In April 1943 Asakhi and naito relinquished their command of the Camp to Lieutenant Suzuki (Supervisor) and Mr Tominaga (Officer in charge of discipline). The later took immediate steps to exercise stricter control over the internal organization of the Camp. A series of raids on the living quarters were carried out under the leadership of Mr Tominaga in the course of which large numbers of books, atlases, diaries abd other documents were seized and internees were ordered to hand in all A.R.P. helmets, whistles, electrical torches, rice sacks used as bedding, electrical appliances and privately owned tools.

The administration of corporal punishment became more frequent and usually included a form of torture known as the “Stick Treatment”. The victim of this punishment was made to kneel on the ground, a pole 2 inches in diameter and 6 feet long was placed behind the knees and he was then required to assume a sitting posture with the body held upright. If he made any movement to ease his cramped position he was struck with a stick or other implement by the Sikh guard or Nipponese officer administering the punishment.

A great deal more authority was now delegated to junior Nipponese officers, some of whom used their powers with reckless irresponsibility. One officer (KAOSOYI) in an evening’s tour of the Camp assaulted 22 men and 4 women. Most were stuck about the head or face, the weapons used being variously a faggot of firewood, a plank of timber, a stick and (in one instance) a wooden chair.  One internee was kicked in the eye after having been knocked down. A crippled women was struck whilst trying to rise from her chair. In each case it was that the internees had failed to bow but the officer had entered cells and living rooms without warning and blows were struck in most cases before internees were aware of his presence. O another occasion the same officer entered an Exercise Yard after Lights out and struck down an internee who had been sleeping on the veranda and was rising from his bed when the officer’s presence was announced. He was knocked unconscious and left lying on the ground with his head bleeding profusely.

Another officer (KOBAYASHi) when he discovered a breach of regulations regarding the use of electrical equipment in the Women’s Camp, ordered the Women’s Representative to go to the Sikh’s Guardroom and remain there until further notice. He then left the Camp for the weekend. After great difficulty permission was obtained by another Nipponese Officer for the prisoner to sleep in an open room opposite the Guard Room and the following morning she was released by Lieutenant Suziki. The same officer punished 5 members of the Camp Orchestra by confining them on the roof of the Prison Tower for 36 hours. During this time they were exposed to the full heat of the sun and had no covering at night.

Two of the men’s Representatives who were in office during this regime were locked up for periods of ten days on a diet of rice salt and water, - one for contesting a statement that British doctors were leaving Nipponese internees to die of disease in India without any attempt to cure them - the other because an internee on fatigue had used a ladder without first obtaining permission from the Nipponese.

Two members of the Men’s Executive Committee were submitted to the “Stick Treatment”, beaten with sticks and plaited rotan and were locked in a store room for 3 weeks on penal diet and in conditions of great privation.
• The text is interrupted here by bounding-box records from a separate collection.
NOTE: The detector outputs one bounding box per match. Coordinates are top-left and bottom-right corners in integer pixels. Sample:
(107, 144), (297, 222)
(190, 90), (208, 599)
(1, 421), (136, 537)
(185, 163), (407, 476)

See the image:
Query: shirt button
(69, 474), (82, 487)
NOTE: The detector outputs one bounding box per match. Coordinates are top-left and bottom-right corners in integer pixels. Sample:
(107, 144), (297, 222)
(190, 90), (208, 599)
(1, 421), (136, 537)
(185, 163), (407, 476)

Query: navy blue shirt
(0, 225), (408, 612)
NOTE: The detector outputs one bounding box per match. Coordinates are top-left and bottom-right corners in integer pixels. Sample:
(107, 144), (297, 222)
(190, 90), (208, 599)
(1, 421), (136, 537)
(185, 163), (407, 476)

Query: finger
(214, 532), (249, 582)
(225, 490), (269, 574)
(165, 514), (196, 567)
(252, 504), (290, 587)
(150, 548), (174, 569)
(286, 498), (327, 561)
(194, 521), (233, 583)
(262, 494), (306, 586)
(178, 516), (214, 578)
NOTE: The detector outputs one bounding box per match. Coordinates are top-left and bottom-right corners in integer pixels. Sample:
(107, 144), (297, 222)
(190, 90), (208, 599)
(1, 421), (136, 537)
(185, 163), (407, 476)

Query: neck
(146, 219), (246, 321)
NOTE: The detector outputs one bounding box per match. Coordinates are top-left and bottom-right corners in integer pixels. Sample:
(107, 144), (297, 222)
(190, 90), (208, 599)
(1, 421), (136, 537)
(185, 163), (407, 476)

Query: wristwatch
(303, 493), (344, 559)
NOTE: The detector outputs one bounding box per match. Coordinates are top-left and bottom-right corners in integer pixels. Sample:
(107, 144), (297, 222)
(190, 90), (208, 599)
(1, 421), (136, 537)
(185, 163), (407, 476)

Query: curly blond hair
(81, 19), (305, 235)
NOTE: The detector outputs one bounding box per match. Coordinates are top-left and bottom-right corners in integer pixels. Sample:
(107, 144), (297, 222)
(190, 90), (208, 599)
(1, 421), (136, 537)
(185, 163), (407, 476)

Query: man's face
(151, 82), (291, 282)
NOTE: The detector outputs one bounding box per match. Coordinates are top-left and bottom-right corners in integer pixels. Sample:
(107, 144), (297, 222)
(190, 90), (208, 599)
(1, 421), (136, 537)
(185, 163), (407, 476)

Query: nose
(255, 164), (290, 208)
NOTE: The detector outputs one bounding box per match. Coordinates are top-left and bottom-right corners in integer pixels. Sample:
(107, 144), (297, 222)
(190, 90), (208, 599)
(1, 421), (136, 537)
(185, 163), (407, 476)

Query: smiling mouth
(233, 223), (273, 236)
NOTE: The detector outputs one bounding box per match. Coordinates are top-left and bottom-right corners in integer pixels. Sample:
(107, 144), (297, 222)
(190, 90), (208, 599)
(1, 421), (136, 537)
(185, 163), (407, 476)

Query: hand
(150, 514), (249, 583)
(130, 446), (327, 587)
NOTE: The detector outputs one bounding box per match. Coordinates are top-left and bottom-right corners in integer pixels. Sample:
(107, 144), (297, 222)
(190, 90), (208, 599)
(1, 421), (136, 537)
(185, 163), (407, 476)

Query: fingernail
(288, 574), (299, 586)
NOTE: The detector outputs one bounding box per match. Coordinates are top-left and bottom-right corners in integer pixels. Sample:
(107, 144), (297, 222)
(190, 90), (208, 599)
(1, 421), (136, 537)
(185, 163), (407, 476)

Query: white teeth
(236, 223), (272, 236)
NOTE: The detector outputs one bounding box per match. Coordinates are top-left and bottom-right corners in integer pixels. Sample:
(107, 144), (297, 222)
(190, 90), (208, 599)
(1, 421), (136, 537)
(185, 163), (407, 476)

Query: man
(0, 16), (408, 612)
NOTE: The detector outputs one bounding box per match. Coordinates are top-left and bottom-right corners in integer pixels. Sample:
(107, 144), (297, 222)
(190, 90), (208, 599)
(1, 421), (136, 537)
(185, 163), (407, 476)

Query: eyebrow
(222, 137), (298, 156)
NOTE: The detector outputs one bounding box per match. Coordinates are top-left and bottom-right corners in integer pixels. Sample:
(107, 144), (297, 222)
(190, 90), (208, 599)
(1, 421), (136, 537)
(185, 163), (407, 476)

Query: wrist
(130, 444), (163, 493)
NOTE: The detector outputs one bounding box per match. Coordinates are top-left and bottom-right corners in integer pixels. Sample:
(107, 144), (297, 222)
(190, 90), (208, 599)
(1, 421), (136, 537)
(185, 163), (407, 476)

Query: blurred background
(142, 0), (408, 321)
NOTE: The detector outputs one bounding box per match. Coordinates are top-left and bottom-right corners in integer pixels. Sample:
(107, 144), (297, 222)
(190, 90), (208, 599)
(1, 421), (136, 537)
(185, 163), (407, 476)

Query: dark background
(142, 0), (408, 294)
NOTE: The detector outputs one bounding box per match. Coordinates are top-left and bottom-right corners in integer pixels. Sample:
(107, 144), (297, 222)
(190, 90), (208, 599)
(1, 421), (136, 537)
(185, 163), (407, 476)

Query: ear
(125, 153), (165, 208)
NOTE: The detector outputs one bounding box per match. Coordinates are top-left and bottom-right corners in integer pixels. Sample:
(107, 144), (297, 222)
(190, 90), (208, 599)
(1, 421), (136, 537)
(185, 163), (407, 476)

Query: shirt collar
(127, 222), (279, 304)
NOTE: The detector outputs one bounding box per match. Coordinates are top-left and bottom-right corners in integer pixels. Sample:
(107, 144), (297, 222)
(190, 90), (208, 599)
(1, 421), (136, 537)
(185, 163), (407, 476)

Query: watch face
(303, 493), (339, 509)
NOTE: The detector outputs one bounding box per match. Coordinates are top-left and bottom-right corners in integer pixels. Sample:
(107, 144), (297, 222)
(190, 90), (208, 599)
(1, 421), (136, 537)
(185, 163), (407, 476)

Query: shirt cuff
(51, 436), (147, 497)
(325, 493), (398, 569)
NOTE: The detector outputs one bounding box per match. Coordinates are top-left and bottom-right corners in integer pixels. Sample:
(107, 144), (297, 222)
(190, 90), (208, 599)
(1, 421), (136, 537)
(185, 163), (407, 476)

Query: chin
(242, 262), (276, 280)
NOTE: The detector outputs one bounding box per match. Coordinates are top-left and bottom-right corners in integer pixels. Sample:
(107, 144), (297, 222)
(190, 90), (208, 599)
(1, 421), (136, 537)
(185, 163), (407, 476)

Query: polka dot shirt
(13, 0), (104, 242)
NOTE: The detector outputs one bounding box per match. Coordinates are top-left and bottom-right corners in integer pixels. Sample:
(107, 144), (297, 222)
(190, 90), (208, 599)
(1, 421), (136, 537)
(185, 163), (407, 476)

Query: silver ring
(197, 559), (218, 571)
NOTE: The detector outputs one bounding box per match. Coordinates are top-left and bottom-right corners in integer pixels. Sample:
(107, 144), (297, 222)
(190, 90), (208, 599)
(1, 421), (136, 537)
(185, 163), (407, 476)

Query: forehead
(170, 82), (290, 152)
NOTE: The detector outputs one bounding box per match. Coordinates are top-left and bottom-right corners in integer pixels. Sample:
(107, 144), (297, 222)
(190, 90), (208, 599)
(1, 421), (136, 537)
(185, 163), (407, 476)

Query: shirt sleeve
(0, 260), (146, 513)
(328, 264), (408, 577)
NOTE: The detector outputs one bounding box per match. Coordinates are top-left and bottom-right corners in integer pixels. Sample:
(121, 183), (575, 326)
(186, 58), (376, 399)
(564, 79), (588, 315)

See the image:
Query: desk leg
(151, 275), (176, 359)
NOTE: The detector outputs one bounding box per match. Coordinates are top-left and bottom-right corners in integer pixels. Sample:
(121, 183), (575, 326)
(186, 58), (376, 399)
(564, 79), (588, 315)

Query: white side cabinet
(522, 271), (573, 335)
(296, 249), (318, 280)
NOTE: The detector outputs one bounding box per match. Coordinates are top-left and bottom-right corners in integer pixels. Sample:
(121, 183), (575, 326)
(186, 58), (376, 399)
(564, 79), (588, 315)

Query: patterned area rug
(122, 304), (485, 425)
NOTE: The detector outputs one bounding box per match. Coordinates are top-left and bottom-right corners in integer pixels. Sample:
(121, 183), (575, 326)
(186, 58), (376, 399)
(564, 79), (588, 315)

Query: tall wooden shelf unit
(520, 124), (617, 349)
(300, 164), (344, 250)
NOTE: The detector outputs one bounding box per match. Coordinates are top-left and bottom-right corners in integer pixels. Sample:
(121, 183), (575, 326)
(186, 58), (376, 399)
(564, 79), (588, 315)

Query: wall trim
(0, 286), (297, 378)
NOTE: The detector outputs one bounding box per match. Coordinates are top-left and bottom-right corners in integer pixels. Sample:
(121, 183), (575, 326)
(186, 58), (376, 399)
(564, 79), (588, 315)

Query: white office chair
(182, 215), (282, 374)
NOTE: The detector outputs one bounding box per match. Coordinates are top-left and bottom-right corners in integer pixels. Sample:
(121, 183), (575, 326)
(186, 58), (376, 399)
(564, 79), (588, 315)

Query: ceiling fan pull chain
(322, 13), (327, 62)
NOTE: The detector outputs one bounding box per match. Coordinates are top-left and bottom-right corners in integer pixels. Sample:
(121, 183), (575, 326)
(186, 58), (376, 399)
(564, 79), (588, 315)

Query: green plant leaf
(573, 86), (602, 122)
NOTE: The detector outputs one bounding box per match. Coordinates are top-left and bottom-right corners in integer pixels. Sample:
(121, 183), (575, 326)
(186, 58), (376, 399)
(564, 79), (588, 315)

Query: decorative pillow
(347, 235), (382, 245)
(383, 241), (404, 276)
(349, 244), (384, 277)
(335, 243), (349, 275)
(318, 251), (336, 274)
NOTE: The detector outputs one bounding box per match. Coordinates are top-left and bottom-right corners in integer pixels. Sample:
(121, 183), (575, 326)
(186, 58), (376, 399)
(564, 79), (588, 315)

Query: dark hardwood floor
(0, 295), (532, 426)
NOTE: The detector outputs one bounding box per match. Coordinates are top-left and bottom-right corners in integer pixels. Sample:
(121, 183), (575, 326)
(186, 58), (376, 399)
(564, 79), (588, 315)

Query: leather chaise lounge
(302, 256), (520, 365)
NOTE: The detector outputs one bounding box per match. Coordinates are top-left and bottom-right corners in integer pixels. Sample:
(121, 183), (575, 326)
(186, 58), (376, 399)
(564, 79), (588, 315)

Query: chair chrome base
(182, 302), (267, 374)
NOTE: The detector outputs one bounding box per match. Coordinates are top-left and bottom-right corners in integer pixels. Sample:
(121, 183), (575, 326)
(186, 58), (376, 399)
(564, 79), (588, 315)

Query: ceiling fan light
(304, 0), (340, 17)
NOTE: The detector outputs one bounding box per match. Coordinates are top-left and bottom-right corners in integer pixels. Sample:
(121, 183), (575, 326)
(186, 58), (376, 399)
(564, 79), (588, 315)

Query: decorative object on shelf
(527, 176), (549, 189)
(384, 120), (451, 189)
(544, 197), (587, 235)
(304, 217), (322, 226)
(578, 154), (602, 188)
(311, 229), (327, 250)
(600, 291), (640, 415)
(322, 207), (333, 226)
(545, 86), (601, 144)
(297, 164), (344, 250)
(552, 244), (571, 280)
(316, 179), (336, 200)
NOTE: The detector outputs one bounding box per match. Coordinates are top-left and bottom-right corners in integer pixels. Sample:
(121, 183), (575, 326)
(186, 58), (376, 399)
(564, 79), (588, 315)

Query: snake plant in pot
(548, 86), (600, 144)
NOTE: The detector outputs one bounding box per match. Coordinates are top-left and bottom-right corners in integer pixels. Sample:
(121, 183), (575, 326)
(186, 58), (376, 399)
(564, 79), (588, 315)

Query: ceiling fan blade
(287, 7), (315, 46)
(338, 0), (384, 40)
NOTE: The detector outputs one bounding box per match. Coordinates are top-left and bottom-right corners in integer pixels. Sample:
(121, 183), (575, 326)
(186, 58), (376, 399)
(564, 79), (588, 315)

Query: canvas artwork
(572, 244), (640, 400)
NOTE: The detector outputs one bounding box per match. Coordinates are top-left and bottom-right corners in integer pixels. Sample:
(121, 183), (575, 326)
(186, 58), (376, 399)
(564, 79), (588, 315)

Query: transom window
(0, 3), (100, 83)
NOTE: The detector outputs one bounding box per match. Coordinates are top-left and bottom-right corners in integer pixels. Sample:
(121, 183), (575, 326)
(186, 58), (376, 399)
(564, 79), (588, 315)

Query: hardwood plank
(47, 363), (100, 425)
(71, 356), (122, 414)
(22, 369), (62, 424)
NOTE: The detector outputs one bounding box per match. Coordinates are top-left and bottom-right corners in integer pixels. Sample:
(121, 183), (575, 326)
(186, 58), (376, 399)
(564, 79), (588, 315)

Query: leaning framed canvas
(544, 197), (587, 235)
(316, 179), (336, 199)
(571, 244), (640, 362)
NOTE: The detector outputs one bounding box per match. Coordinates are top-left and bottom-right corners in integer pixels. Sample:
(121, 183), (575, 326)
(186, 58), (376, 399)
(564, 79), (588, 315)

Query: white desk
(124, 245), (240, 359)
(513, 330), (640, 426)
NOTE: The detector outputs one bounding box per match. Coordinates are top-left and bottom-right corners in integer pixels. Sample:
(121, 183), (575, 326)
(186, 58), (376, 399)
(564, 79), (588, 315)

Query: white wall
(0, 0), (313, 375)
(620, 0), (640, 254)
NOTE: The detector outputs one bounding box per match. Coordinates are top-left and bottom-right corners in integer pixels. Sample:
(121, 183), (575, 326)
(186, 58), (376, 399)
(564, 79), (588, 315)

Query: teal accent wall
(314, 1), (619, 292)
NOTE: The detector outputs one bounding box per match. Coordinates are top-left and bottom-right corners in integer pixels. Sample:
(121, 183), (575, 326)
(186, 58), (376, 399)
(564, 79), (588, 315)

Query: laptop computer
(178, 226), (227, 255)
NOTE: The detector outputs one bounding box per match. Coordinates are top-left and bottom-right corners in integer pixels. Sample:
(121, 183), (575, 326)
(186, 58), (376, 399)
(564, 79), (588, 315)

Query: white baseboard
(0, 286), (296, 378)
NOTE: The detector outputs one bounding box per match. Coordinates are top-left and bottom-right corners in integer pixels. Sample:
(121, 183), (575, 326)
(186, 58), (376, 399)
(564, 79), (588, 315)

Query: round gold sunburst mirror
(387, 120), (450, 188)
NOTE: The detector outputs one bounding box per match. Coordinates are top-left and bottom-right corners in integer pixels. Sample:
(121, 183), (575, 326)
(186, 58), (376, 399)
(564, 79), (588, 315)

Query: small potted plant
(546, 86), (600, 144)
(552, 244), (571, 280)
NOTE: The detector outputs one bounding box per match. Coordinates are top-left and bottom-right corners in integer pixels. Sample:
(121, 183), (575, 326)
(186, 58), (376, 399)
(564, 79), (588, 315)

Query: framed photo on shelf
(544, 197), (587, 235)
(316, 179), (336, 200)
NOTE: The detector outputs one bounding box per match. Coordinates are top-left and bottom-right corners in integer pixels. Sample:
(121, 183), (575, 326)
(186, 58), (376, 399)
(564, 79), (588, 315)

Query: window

These men had offended KOBAYASHI who denounced them to TOMINAGA without the least justification as being engaged in subversive activities in the Camp.

These and other disciplinary incidents equally brutally and irresponsible, created an atmosphere of terrorism in the Camp. Internees felt they were dominated by inimical forces which might at any time break through all restraint with incalculable results.

In September 1943 the first full Roll Call of the camp under Nipponese Supervision took place. followed at intervals by similar parades culminating on 10th October 1943 (the “Double Tenth”) with a Roll Call parade which inaugurated a period of dark terrorism which will live in the memory of every member of the Camp at that time.